Blue light-emitting diodes or LEDs, seemingly an ordinary technology found in devices from TV screens to traffic lights, have won the Nobel Prize in physics for three researchers involved in their development.

Two Japanese and one American researcher have been awarded the prize for the invention of 20 years ago that produced lights using far less energy than preceding technologies such as incandescents and fluorescents.

Isamu Akasaki and Hiroshi Amano, professors at Nagoya University, and American citizen Shuji Nakamura of the University of California, Santa Barbara, will share the 2014 Nobel Prize in Physics, the Royal Swedish Academy of Sciences announced.

While red and green LED's had existed for some time, LED white lamps -- which would mimic the white light of the sun by blending red, green and blue -- could not be created without the development of blue LEDs.

After red LEDs were invented in the early 1960s, almost 25 years would pass before Akasaki, Amano and Nakamura succeeded, using improved semiconductor materials and manufacturing techniques, to create blue LEDs, triggering "a fundamental transformation of lighting technology," the Swedish academy said.
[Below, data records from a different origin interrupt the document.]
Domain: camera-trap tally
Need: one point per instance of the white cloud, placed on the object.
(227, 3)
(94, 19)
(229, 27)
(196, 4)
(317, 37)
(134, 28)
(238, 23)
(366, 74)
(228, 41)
Since that development, white lighting made possible with blue LEDs have found a place in home lighting, smartphones, data storage, high-speed networking and many other areas.

White LED lighting has even been used in car headlamps.

LED lamps will improve the quality of life for more than 1.5 billion people around the globe without access to electricity grids since the low power requirements of LED light bulbs means they can by power by inexpensive local solar power, experts said.

"A quarter of [global] energy consumption goes to illumination," Per Delsing, a physics professor at the Chalmers University of Technology in Sweden, said an event announcing the award.

Any lighting technology offering an increase in efficiency and therefore a saving of energy "is really going to have a big impact on modern civilization," he said.

LED lighting is much more efficient that incandescent bulbs, which while producing their light waste most of the input energy as heat.

Fluorescent lights improve on incandescent bulbs with a four-fold increase in efficiency, but can't match the 20-fold improvement offered by LED bulbs.

Fluorescent bulbs can also present a health-risk with their dependence on potentially toxic mercury to create their light.

In winning the Nobel Prize, Akasaki, Amano and Nakamura will share in the monetary award of around $1.1 million which, in the spirit of Alfred Nobel, was given for "an invention of greatest benefit to mankind," the prize committee said on its website.